Quelles opportunités le monde du travail 4.0 ? Est-il équitable ?

Les opportunités d’emploi offertes par l’industrie 4.0 sont nombreuses. Seulement, ce modèle est-il inclusif ? Inclut-il, par exemples, les personnes handicapées ? Les opportunités sont-elles prédominantes ? Ou bien les créneaux pour l’emploi économiquement viable des personnes handicapées vont-ils se réduire, compte tenu de l’utilisation de plus en plus intensive des robots et des logiciels ? Les praticiens, les scientifiques et les partenaires sociaux se sont penchés sur cette question et ont dressé un tableau mitigé, mais surtout optimiste.

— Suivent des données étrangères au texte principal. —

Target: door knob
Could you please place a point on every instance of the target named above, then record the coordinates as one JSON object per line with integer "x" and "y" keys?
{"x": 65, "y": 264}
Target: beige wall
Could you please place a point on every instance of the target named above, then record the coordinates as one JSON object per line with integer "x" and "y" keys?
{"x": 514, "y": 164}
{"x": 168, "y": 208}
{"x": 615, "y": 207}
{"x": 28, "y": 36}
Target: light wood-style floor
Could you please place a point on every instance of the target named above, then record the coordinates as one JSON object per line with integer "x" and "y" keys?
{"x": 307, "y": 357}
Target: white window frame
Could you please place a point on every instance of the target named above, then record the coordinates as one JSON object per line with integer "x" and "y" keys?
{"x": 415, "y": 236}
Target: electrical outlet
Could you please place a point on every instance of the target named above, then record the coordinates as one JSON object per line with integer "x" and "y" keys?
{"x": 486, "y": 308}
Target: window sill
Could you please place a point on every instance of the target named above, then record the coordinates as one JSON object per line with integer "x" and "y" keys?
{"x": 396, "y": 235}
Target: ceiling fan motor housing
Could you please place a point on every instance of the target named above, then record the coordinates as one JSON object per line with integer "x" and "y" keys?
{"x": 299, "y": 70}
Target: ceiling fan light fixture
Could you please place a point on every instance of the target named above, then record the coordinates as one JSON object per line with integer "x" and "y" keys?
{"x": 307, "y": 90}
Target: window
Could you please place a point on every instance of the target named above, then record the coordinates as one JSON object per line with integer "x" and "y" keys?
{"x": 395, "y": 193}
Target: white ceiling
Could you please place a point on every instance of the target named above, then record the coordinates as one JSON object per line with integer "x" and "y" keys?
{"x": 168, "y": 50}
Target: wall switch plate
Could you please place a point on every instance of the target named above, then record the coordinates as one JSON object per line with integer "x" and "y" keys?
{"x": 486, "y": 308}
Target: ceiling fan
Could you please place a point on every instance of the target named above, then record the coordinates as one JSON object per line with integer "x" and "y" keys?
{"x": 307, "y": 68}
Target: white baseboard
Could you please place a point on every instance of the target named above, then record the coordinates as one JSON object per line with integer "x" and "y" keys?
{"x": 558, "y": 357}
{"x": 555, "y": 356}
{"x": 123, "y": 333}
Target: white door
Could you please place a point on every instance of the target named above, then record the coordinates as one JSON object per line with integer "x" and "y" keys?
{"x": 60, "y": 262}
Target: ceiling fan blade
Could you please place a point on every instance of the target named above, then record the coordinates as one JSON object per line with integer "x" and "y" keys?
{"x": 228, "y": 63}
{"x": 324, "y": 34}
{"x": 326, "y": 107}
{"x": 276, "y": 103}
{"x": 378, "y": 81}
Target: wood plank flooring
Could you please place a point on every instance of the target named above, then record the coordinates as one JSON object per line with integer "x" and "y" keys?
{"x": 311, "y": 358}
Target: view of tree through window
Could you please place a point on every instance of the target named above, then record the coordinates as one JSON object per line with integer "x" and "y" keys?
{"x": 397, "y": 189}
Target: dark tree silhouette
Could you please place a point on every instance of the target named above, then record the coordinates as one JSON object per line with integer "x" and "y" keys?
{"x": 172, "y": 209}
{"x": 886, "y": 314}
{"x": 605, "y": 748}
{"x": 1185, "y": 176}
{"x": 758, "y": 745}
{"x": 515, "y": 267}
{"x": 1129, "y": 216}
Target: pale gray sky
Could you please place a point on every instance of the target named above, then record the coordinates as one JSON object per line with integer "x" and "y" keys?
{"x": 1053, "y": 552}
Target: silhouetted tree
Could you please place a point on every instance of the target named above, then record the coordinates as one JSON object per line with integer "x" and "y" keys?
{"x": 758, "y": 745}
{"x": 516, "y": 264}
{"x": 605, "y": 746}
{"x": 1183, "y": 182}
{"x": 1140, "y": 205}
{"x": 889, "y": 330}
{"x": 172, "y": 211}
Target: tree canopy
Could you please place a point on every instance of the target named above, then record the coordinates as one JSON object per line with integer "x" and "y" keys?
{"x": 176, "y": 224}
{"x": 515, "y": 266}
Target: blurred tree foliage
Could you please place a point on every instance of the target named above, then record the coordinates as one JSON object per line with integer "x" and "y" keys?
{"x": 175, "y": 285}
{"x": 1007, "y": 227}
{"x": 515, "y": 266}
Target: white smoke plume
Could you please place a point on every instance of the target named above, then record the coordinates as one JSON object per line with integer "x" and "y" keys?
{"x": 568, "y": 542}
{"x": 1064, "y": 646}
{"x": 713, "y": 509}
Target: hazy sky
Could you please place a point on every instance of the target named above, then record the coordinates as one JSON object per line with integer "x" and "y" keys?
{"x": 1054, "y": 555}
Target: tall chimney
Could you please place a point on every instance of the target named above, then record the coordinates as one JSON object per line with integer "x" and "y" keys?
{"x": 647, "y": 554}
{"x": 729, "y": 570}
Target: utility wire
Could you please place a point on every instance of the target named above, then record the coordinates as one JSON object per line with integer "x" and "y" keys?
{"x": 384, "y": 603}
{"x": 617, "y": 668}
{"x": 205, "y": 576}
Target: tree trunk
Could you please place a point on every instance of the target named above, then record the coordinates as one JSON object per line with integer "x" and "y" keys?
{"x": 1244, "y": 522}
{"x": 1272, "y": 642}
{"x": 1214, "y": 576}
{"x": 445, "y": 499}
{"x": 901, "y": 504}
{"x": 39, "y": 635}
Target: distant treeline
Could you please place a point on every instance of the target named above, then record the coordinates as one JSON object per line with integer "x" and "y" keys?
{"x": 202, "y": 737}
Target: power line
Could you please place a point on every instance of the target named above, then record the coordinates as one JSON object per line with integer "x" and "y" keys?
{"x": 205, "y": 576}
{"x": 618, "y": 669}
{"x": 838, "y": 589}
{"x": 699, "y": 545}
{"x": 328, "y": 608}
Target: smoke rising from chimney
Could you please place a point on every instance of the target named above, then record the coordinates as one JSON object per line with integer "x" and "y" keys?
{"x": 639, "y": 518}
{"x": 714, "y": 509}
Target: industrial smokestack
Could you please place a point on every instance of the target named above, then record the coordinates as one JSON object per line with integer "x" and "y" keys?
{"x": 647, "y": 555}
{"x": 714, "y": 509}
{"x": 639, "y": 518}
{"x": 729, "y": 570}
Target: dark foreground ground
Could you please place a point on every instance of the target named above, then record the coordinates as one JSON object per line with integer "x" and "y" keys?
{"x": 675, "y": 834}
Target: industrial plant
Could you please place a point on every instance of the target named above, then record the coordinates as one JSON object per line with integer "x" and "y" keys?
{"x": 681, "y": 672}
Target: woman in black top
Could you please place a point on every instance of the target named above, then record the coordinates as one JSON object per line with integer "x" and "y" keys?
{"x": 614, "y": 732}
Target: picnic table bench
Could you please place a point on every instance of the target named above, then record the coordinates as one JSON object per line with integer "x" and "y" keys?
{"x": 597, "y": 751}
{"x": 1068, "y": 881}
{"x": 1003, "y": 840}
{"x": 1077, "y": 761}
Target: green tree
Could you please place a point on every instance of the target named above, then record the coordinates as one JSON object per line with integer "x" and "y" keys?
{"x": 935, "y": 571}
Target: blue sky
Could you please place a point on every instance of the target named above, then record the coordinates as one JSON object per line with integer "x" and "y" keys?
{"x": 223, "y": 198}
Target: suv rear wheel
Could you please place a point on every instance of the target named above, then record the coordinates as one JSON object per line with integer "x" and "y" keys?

Les opportunités indiscutables du 4.0

Il est évident que les robots, les systèmes de saisie vocale ou les formes intelligentes d’évaluation directe des séquences d’opérations et les analyses d’erreurs correspondantes offrent un potentiel, notamment pour les personnes handicapées. Les robots peuvent intervenir, par exemple, sur la table de montage pour donner des instructions d’action étape par étape et pouvoir réagir individuellement à la vitesse et aux éventuelles erreurs de manipulation de l’employé.

Cela permet des boucles d’apprentissage directes, ainsi que des étapes de travail de contrôle de la qualité. Les possibilités de saisie vocale facilitent l’interaction avec la technologie. Des interfaces utilisateur issues de l’industrie des jeux (joysticks) permettent aux tétraplégiques de conduire une voiture et de se rendre eux-mêmes au travail. Enfin, le monde du travail 4.0 permet également d’apporter du travail à des personnes qui ne sont plus autorisées à conduire elles-mêmes, mais qui peuvent rechercher et traiter des informations dans le monde du travail numérisé sur un poste de télétravail ergonomiquement équipé et continuer ainsi à apporter leur expertise de manière fructueuse.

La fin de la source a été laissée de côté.